Polly Peck had a very good position in the stock market; its price had soared and it was loved by
everybody. And then overnight it collapsed – a £2bn company disappeared – and what is interesting
about it is twofold. The first thing is an awful lot of people knew that there was something wrong
with it because there were a lot of people who were saying how does this business model work?
How does a company in that business make so much money? And how does a company making that
much profit never have any cash? So there were a lot of people who were going there is something
not right here. Apparently some of the executives on the Board of Polly Peck were saying we don’t
understand how it makes its money. So the lesson we can learn from it is if you don’t understand
how it makes its money, it is up to you to do some digging – or at least not take it for granted.

In Poly Peck Asil Nadir had the authority to authorize things and write cheques without very many
checks and balances on him. This kind of phenomenon can lead to things going wrong in a company.
After the incident of Poly Peck, the Cadbury Committee was formed which looked at corporate
governance in UK companies. Cadbury reported in 1992; from Cadbury we had very good corporate
governance codes which have been exported throughout most of the year. And the two big things
that Cadbury brought in was first of all strengthening the role of non-executive directors to try and
get some sort of control over the board. And second of all, splitting up at the top of the company, the
role of the CEO and the role of the Chairman – again to get some checks and balances in.
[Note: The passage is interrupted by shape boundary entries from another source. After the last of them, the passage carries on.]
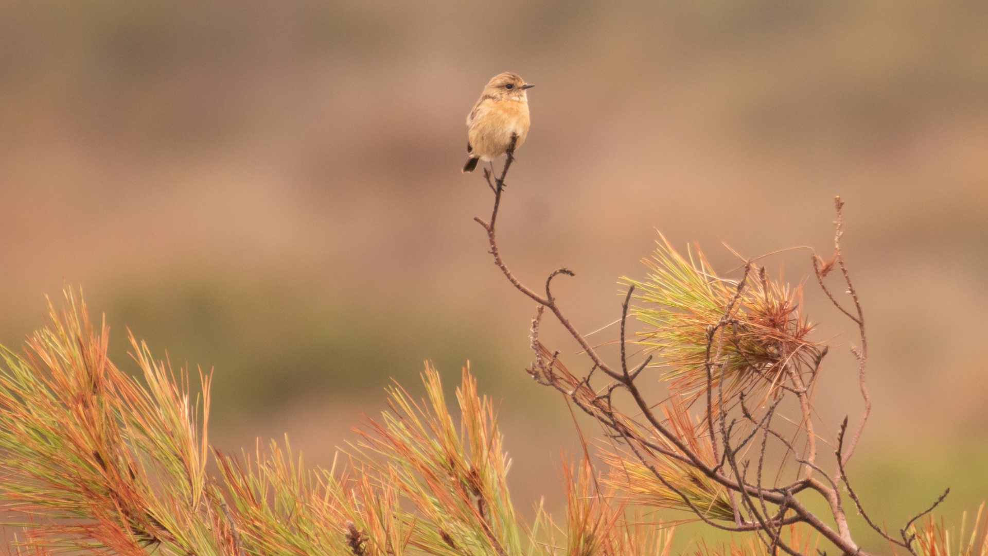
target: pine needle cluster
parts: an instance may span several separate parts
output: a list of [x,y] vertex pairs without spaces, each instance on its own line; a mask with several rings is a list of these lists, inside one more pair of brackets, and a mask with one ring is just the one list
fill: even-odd
[[494,405],[467,369],[455,406],[427,366],[425,400],[394,386],[350,453],[306,469],[288,441],[213,449],[208,378],[192,396],[185,371],[132,337],[142,374],[130,376],[108,358],[108,333],[67,290],[23,355],[3,351],[0,488],[21,552],[668,556],[671,529],[643,524],[585,464],[565,467],[565,523],[541,509],[520,520]]

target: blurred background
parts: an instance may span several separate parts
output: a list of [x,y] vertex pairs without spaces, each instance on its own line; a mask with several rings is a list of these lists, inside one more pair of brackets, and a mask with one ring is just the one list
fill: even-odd
[[[581,330],[618,318],[656,230],[722,272],[721,241],[826,258],[842,196],[873,400],[850,471],[894,530],[946,487],[957,523],[988,497],[986,29],[963,0],[0,2],[0,340],[79,285],[120,366],[129,328],[213,372],[216,445],[288,433],[312,465],[390,377],[420,394],[428,359],[452,388],[469,361],[517,508],[558,510],[571,417],[524,372],[535,307],[459,171],[466,113],[511,70],[536,87],[502,252],[532,285],[573,269],[555,294]],[[799,284],[808,253],[764,262]],[[836,427],[861,411],[856,330],[806,285]]]

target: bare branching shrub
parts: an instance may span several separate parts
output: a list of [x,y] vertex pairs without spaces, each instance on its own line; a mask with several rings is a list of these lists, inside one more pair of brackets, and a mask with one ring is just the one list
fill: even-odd
[[[600,467],[590,443],[578,462],[564,464],[564,523],[541,506],[531,524],[517,516],[494,405],[467,369],[454,407],[430,367],[427,399],[394,386],[390,411],[360,428],[361,440],[331,469],[306,469],[288,442],[233,457],[208,443],[208,378],[192,396],[186,372],[156,361],[132,337],[141,375],[122,372],[107,356],[106,325],[95,326],[68,290],[64,310],[51,308],[23,354],[3,350],[0,487],[6,520],[24,527],[18,551],[670,556],[673,528],[654,511],[675,509],[738,533],[729,544],[698,543],[697,556],[825,556],[831,545],[857,556],[864,533],[880,535],[896,554],[988,556],[983,507],[969,537],[963,524],[953,534],[930,515],[944,497],[893,533],[871,520],[852,488],[846,464],[870,399],[864,312],[841,252],[840,200],[834,253],[811,260],[822,292],[859,331],[851,349],[863,412],[853,427],[847,417],[820,426],[813,394],[829,348],[811,337],[801,289],[773,280],[757,259],[721,276],[699,247],[684,256],[660,237],[648,276],[624,281],[619,357],[605,361],[552,296],[552,280],[573,273],[552,272],[536,293],[501,257],[495,223],[512,153],[500,177],[485,170],[494,208],[489,221],[476,220],[505,277],[537,304],[528,372],[603,428],[593,443]],[[583,372],[539,340],[546,310],[579,344]],[[637,342],[627,336],[628,316],[644,326]],[[631,343],[644,352],[629,355]],[[642,388],[656,380],[664,394]],[[836,437],[817,432],[828,429]],[[871,531],[852,532],[849,505]],[[821,506],[824,512],[811,510]]]
[[[611,468],[609,486],[631,504],[685,510],[718,529],[755,533],[761,542],[758,551],[774,555],[782,550],[794,556],[806,554],[809,545],[800,540],[801,533],[787,538],[782,534],[793,525],[815,531],[845,555],[863,554],[848,525],[845,489],[855,510],[893,547],[913,556],[927,550],[927,545],[917,545],[912,523],[936,508],[947,493],[892,535],[870,519],[845,470],[867,422],[871,402],[865,383],[864,311],[841,252],[840,198],[834,252],[826,260],[814,253],[811,262],[822,292],[858,327],[860,345],[852,344],[851,351],[859,362],[864,410],[852,430],[846,417],[836,427],[837,437],[825,438],[817,429],[835,427],[819,426],[813,393],[829,348],[810,337],[813,325],[800,313],[800,287],[772,280],[758,265],[759,259],[742,260],[736,278],[719,276],[699,247],[683,256],[660,237],[647,263],[647,278],[626,280],[619,360],[608,363],[552,296],[553,278],[573,272],[560,268],[549,274],[543,295],[523,284],[501,256],[495,224],[512,161],[509,148],[500,177],[492,181],[485,170],[494,208],[489,221],[474,220],[487,232],[495,264],[516,289],[537,304],[532,325],[535,360],[529,373],[593,417],[609,439],[610,447],[603,453]],[[847,291],[848,298],[836,297],[828,286],[826,279],[835,270],[840,271],[839,288]],[[639,302],[637,307],[630,307],[632,297]],[[560,352],[538,339],[546,309],[586,355],[585,372],[567,369]],[[629,314],[646,326],[638,343],[648,355],[640,361],[627,356]],[[644,377],[656,377],[644,372],[653,361],[653,366],[665,369],[657,378],[666,386],[666,399],[648,399],[641,389]],[[786,399],[795,401],[793,417],[783,412]],[[691,411],[697,411],[699,417],[692,418]],[[820,454],[823,442],[836,447],[828,454],[831,457]],[[775,452],[784,457],[776,462],[771,458]],[[798,465],[798,478],[786,484],[781,477],[792,460]],[[811,510],[809,497],[822,499],[829,514]]]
The lesson to learn here is that , the balance sheet is the most important statement a firm produces.
Here are three more balance-sheet warning signs to watch out for.

1. Rapidly increasing current assets

A firm’s short-term balance-sheet assets are called “current”. These are assets needed to run a
business, such as cash, stock for resale, and amounts owed by customers. Usually these move in line
with sales. If a business boosts sales by 10% in its profit-and-loss account, with the same terms of
trade with its customers and suppliers, stock and receivable balances should move up by around
10% too. When there is a big unexplained jump in stock for resale or receivables with no
corresponding change in sales, then it has to be watched out. It suggests the firm is either struggling
to shift stock or not managing customer collections properly.

2. A shrinking balance sheet

As the Polly Peck collapse showed, a combination of rising profits and a shrinking balance sheet is a
disaster waiting to happen. So the most important, test is to take a look at the net assets total in the
balance sheet. This sums up all a firm’s assets, both long and short term (what it owns and is owed
by other people) and deducts all liabilities (what it owes other people, whether trade suppliers,
banks or whoever) to give a net position. In effect this is a snapshot of the firm’s overall wealth. If
this number is getting smaller over time, it is a matter of concern. A successful firm should not only
show rising profits each year, but it should also have a bigger and bigger balance sheet.